Release 0.9.0

Features

  • Grouped Decimal Features in Interpretability
    Introduced the ability to handle and analyze grouped decimal features, enhancing model interpretability by offering more granular insights into feature behavior.

  • Event Attributions to interpret recommendation models
    With event attributions, users can now trace back and understand how specific events influence model outputs and predictions.

  • Prediction Storage in Snowflake Database
    Added functionality to save predictions directly into a Snowflake database, simplifying data integration and storage workflows.

  • Data Source Name in Minimum Group Size Logs
    Added logging of the data source name when enforcing minimum group size requirements, making it easier to identify and troubleshoot group size issues.

  • Join Functionality for Attribute Data Sources (enhanced)
    Expanded support to allow joining attribute data sources with multiple data sources, enabling richer and more complex data merging capabilities.

  • Filtering on Extra Columns in Data Source Definition
    Users can now filter, group, and leverage extra columns passed in the data source definition for audience building purposes. Previously, these columns were restricted to BaseModel for Foundation Model training.

  • New Parameter in DataParams: training_end_date
    Introduced the training_end_date parameter, with a default value set to validation_start_date - 1, providing more flexibility and control over model training timelines.

  • New Parameters in TestingParams: local_save_location, remote_save_location
    Introduced local_save_location and remote_save_location as parameters within TestingParams, replacing the previous save_path to offer greater clarity and customization in specifying where to save test results.

    🚧

    Note

    Please adapt your configuration file to reflect this syntax change.

  • Extended Group Max Retries
    Default values of group computation retries and retry interval has been increased. Default forGROUPS_N_RETRIES is not set to 20 and default for GROUPS_RETRY_INTERVAL is now set to 60. Increasing the time of computation reduces the likelihood of failures due to transient issues and improves overall robustness. For more information see num_groups in Dividing event tables section.
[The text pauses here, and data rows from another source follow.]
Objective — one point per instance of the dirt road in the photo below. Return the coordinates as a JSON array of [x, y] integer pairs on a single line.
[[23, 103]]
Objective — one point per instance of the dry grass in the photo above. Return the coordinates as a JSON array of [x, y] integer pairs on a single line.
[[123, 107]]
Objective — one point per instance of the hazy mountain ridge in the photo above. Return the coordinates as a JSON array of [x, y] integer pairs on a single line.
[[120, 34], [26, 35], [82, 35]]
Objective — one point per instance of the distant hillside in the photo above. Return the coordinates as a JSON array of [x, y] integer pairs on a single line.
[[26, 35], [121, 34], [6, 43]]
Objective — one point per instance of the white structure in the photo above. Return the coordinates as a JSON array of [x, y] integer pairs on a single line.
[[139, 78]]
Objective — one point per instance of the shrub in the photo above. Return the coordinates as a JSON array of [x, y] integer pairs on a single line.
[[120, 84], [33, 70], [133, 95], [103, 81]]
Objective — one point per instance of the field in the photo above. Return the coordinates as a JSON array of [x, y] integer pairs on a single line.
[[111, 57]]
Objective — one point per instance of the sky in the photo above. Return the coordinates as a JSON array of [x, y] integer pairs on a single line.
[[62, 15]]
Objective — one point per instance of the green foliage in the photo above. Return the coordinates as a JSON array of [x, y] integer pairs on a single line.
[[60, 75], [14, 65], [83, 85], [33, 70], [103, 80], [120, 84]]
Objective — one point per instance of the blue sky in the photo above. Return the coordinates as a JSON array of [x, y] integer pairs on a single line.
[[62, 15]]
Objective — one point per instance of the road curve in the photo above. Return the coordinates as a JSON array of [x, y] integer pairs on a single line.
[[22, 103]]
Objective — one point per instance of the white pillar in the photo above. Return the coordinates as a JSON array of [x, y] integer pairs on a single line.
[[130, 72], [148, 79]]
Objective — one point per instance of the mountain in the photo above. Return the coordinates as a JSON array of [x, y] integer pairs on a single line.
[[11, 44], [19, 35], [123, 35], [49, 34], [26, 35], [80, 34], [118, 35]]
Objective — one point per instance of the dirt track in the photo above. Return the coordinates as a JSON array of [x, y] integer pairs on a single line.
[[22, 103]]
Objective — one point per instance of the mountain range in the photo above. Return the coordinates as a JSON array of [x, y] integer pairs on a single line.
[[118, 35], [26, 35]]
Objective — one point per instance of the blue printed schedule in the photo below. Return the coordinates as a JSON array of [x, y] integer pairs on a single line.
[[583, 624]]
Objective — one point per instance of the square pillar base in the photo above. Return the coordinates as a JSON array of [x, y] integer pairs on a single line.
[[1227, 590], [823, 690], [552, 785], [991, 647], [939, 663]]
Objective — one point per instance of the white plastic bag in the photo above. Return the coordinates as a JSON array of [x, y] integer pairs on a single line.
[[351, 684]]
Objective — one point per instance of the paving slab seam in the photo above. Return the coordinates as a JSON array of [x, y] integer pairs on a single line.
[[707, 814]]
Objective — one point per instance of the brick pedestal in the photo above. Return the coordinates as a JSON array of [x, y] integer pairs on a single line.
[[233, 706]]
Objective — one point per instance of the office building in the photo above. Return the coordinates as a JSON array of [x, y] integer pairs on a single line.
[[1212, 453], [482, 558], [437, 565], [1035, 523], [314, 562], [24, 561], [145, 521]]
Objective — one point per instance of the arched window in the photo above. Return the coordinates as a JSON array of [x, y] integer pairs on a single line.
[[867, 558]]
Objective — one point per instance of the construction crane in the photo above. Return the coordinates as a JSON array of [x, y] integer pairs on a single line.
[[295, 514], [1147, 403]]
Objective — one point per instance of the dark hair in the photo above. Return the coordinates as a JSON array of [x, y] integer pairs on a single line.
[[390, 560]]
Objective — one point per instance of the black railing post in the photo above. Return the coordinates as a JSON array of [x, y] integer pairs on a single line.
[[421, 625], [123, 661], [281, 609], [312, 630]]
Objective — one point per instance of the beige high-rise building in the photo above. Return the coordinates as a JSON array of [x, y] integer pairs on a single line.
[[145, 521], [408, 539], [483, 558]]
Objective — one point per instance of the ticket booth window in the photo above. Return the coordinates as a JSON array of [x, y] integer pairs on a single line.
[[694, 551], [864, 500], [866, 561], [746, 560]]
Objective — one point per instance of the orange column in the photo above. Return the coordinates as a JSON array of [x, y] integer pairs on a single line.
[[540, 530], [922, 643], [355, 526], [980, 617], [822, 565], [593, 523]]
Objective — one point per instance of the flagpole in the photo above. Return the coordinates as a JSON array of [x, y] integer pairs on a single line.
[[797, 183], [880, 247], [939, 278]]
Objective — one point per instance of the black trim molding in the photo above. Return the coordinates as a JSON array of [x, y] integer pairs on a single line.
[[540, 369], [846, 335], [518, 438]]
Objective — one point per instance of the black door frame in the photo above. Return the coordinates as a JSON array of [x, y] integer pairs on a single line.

  • Entity Number Limit for Target Function Validation
    The number of entities that can be used when validated target functions is no capped to ensure efficiency and prevent overload during validation process.

  • Enhanced Debug Messages for Target Function Validation
    More comprehensive debug messages have been added during target function validation to assist in troubleshooting and increase transparency in the validation process.

Fixes

  • Fixed None value causing issues in grouping.
  • Fixed regression loss calculation and logging.
  • Fixed an error when pandas query is not able to parse groups from joined data sources
  • Made Neptune alerter log system metrics to common namespace.
  • Removed unused validation for the main entity attribute data source & unused loss function.
  • Converted sparse batch to dense in interpretability.
  • Fixed handling of metrics not found in Neptune.
  • Fixed memory consumption by replacing list construction with a generator.
  • Created directory based on cache path.
  • Added schema to columns selection in Hive builder.
  • Handled potential NaNs in decimal calculator.

Docs

  • Updated the documentation navigation to be more readable and user-friendly.
  • Added Recipes section for easy reference when building target functions.